The Raising Places communities learned how to apply the human-centered design process to new contexts. Multiple design team members told us they incorporated the process into program and service areas that fell outside of this project’s scope. They identified practical tools or ways to promote collaboration and community involvement in moments like data collection and program design. Said one design team member, “We’ve always believed in cross-sector collaborations, but having a formalized structure to engage across sectors for these particular discussions was a valuable framework.”

Conditions

Through the Raising Places process, we created the conditions for creative solutions to flourish, multiple cross-sector stakeholders to be engaged and participate, people to rise to leadership positions and also elevate those around them, and local funders to believe in the innovative, community-altering work being done. All the pieces were already there; they simply needed space to come together.

Culture

Raising Places had a ripple effect on the communities engaged; the results have gone well beyond the original scope of the project. The process and the programs are only a piece of the outcome; the mentality that when a community comes together, considers its own strengths and needs, and collaborates to fill those needs—that’s where true culture change takes place.
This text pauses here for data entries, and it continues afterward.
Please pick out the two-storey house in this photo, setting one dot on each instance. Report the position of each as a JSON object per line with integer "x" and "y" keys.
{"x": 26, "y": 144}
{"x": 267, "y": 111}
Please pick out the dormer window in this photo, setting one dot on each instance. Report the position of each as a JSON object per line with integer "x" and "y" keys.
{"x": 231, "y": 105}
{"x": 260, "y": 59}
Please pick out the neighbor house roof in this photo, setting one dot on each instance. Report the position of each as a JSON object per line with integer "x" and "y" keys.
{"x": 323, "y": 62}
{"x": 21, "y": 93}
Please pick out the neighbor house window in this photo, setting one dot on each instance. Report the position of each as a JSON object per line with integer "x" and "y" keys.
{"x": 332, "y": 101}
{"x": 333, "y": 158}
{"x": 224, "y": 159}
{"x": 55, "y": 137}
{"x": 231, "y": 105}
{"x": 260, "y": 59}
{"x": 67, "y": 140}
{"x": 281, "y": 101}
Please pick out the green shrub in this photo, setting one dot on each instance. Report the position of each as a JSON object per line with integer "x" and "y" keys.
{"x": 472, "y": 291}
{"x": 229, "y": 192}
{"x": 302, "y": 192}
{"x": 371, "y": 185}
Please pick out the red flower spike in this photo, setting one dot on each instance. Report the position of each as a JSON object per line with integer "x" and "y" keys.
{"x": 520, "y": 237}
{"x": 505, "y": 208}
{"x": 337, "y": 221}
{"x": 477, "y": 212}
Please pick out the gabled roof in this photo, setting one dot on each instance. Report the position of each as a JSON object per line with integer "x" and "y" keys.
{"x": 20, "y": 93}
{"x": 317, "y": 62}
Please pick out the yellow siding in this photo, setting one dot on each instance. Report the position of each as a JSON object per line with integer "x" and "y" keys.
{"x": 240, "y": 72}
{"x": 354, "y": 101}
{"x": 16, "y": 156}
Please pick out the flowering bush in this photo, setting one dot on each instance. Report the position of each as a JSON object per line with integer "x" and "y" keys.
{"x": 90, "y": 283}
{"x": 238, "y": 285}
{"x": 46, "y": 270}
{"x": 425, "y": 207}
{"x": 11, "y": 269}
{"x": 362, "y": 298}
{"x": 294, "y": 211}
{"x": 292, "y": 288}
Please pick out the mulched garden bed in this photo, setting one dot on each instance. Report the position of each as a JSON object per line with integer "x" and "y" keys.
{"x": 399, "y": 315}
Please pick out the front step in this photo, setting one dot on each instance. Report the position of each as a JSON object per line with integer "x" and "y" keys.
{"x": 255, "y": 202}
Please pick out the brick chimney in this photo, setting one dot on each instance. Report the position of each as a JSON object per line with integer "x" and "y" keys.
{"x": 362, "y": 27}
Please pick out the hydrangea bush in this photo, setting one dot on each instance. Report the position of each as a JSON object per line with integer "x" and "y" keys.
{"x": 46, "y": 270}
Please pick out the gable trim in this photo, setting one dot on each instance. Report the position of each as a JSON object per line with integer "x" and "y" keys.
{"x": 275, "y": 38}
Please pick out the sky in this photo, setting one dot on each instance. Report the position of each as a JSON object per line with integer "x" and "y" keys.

To view the full project impact report, click here.

Team & Studio Impact

It’s hard to overstate the impacts this project had on us as a studio. Many of the tools and methods created for this project have formed the foundation of our community-centered design approach.
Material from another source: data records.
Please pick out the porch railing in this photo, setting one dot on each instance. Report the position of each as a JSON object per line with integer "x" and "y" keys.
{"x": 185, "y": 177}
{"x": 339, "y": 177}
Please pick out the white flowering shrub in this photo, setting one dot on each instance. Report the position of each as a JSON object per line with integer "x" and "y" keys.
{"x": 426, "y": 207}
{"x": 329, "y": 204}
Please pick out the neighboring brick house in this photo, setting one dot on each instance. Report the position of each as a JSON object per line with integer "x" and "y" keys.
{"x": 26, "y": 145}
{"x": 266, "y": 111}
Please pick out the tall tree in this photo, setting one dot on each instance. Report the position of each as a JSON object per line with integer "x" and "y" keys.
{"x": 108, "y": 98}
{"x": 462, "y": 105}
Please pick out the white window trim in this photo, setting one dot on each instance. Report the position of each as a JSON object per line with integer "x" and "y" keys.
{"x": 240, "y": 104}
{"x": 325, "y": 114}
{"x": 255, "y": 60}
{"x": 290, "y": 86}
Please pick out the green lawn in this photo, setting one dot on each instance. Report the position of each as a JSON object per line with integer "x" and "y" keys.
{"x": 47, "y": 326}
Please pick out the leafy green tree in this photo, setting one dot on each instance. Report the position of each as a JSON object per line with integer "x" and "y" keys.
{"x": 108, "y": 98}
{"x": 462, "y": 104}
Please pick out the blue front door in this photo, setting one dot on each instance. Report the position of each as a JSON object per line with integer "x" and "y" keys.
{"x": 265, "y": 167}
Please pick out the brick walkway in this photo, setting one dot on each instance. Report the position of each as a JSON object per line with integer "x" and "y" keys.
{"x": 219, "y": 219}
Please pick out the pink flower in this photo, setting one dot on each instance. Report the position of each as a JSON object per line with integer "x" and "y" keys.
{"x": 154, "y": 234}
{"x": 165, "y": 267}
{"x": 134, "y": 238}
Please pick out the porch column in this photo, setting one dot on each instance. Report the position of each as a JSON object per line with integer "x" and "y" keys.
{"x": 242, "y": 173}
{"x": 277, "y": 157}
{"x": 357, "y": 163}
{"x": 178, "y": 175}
The assignment gave us the time and space to really consider our framework for engaging with place-based work. We learned that place-based projects are inherently more intersectional, more collaborative, and also in many cases more personal than organization-based work. People care a lot about where they are from, and many of our design team members both lived and worked in the communities we were focused on. Because of this, we needed to engage with people individually, while also bringing the group along. One-on-one conversations, small group coaching, and whole-group workshops were all critical formats for engagement.

This project also inspired us to codify new tools, such as Root Cause Maps, Positive Goals, and Pilot Plans. When you’re not the ones actually implementing human-centered design, you necessarily have to make your implicit steps explicit. Creating posters and templates and slides for these types of tools was extremely helpful – hopefully for participants – but also for us! We have used many of them in subsequent capacity-building engagements. We even designed and built a digital platform, Data Journal, to facilitate design team members sharing their observations and insights, and were able to use it on other projects with remote teams.

Finally, this project involved communications to a degree that we had never engaged in before. One aspect of the client’s theory of change was that we would undertake local work in a wide-enough variety of places that every community across the country could “see themselves” in the work. This meant building the capacity to talk about this work across many channels. We created a comprehensive messaging strategy and went through Strategic Communications training. We brought on a contract writer and photographer to document the Labs. We wrote and distributed a blog, newsletter, and social media campaign. We worked with a PR consultant to place the story in local and national media outlets. And, for the most part, it worked! Through all of this, we gained a much clearer understanding of communications as a lever for social change, normalizing and building demand for this type of child-centered community development with a range of audiences.